Catheter advice please

Hi everyone

would appreciate your advice please, I have bladder urgency with trouble getting to the loo quick enough, after an op last September I was fitted with a Urethral (Indwelling) Catheter which 8 months later I still have one(don’t ask why would take too longer to explain) anyway I would like to change this to a Suprapubic Catheter, has anyone had experienced these and would you recommend I move to the Suprapubic?

​thanks Amazon lady


l have had a supra-pubic catheter for 20yrs. lt has been a god-send to me and at the time the only solution on offer. lts a much better system then a urethral one - and the risk of uti’s much less. Some people with bladder urgency have Botox injections - this does help but you do need to self-catheterise. lf your mobility is bad - then of course a SPC would be the answer. A SPC is frequently used by the disabled who cannot get to a loo and find it difficult to transfer from wheelchair to the loo. And of course it can be emptied easily whilst sitting down/in bed or even in a car. So it has its obvious advantages.
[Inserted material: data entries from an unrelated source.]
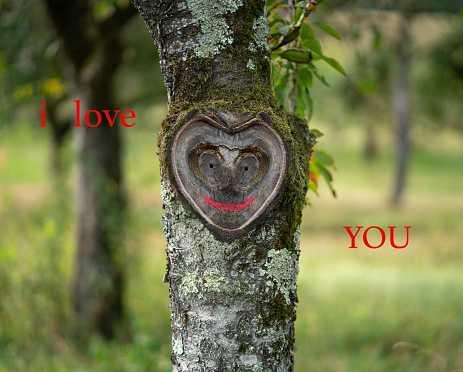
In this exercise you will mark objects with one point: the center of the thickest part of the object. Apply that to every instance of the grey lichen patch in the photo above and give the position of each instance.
(189, 284)
(213, 281)
(216, 32)
(251, 65)
(167, 193)
(177, 348)
(282, 268)
(261, 30)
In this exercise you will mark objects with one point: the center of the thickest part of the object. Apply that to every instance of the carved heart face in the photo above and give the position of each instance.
(229, 176)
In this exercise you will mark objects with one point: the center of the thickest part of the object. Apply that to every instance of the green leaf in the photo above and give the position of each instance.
(306, 76)
(276, 9)
(283, 29)
(314, 45)
(317, 75)
(297, 55)
(335, 64)
(306, 32)
(283, 89)
(328, 29)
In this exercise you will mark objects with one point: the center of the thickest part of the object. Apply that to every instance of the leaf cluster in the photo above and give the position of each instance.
(296, 53)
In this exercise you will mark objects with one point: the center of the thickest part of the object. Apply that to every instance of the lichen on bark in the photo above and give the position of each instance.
(233, 303)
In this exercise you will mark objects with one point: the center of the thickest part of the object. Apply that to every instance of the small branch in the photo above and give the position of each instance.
(293, 32)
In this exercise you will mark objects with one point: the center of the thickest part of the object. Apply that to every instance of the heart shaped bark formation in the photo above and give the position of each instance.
(229, 171)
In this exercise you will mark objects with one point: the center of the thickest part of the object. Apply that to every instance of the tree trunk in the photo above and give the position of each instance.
(92, 54)
(402, 106)
(234, 170)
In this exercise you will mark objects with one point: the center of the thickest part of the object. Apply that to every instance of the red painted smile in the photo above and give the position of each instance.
(229, 207)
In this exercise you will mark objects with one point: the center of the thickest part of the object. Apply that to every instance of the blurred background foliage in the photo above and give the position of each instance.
(360, 310)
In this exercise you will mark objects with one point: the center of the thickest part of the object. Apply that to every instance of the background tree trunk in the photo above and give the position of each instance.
(233, 299)
(92, 54)
(401, 105)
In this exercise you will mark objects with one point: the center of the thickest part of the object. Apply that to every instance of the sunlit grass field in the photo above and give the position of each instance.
(360, 310)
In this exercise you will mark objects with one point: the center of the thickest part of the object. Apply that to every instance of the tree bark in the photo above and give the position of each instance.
(402, 106)
(232, 289)
(92, 54)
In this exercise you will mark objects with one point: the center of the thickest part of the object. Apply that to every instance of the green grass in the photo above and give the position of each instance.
(355, 304)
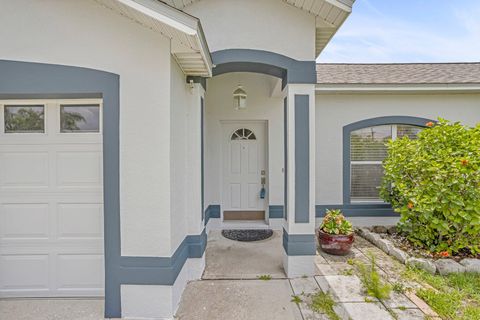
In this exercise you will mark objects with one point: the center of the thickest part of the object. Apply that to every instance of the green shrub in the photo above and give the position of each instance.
(434, 183)
(335, 223)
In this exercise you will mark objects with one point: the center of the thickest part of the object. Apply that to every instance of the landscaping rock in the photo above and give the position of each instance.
(362, 231)
(447, 266)
(399, 254)
(379, 229)
(360, 311)
(372, 237)
(423, 264)
(392, 230)
(409, 314)
(384, 245)
(471, 265)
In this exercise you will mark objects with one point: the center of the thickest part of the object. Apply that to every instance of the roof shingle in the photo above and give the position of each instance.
(399, 73)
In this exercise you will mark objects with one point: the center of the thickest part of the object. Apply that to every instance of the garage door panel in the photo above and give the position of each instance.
(24, 169)
(24, 272)
(81, 271)
(80, 220)
(51, 211)
(76, 169)
(24, 221)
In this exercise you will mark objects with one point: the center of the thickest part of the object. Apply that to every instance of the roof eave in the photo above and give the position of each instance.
(346, 88)
(182, 22)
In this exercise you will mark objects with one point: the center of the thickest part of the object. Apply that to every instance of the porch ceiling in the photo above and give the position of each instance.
(330, 15)
(188, 44)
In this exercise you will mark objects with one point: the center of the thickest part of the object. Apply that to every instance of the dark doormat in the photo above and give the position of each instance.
(247, 235)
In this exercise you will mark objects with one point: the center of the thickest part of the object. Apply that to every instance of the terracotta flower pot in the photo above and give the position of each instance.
(335, 244)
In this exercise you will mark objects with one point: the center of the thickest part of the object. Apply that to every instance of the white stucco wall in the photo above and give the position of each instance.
(185, 165)
(269, 25)
(178, 151)
(219, 106)
(333, 112)
(85, 34)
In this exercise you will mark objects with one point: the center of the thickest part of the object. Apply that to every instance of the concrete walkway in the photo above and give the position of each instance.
(238, 300)
(228, 259)
(51, 309)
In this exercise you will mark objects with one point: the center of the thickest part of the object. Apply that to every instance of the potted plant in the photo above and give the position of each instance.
(335, 235)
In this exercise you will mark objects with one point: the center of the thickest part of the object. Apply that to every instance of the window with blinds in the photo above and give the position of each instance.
(367, 151)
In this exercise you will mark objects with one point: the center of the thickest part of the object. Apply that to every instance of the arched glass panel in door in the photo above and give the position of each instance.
(243, 134)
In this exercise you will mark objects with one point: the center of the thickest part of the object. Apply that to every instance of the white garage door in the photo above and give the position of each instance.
(51, 203)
lts so much easier for a man to pee when out - and the SPC will give you the same advantage. There is a couple of good websites about SPC’s. One is Living with an indwelling catheter Chronic Health issues. And one called Streetsie - which is US based. Very informative knowledge of a SPCs.

l do not wear mine the way the urology team advise. l have a short length female cath - directly connected to a bag - so no tubing. l tie the bag with a lace around my waist and the lot sits nice and comfy and smooth inside my stretchy short style nix. [tescos] This way l have no tubing to get kinked and cause blocking. l have no drag on the cath site. When you strap around your leg the bag it is uncomfortable and very visible. Everytime you move it is pulling and is painful. Also, l like to wear my tight jeans/leggings/shorts - and my way it does not show. And for night time l stay with the same - not connecting to a nightstand/bag. lt works - and it is comfortable - and secure the way l do it. My district nurses are now convinced that it works well and do share my idea with others.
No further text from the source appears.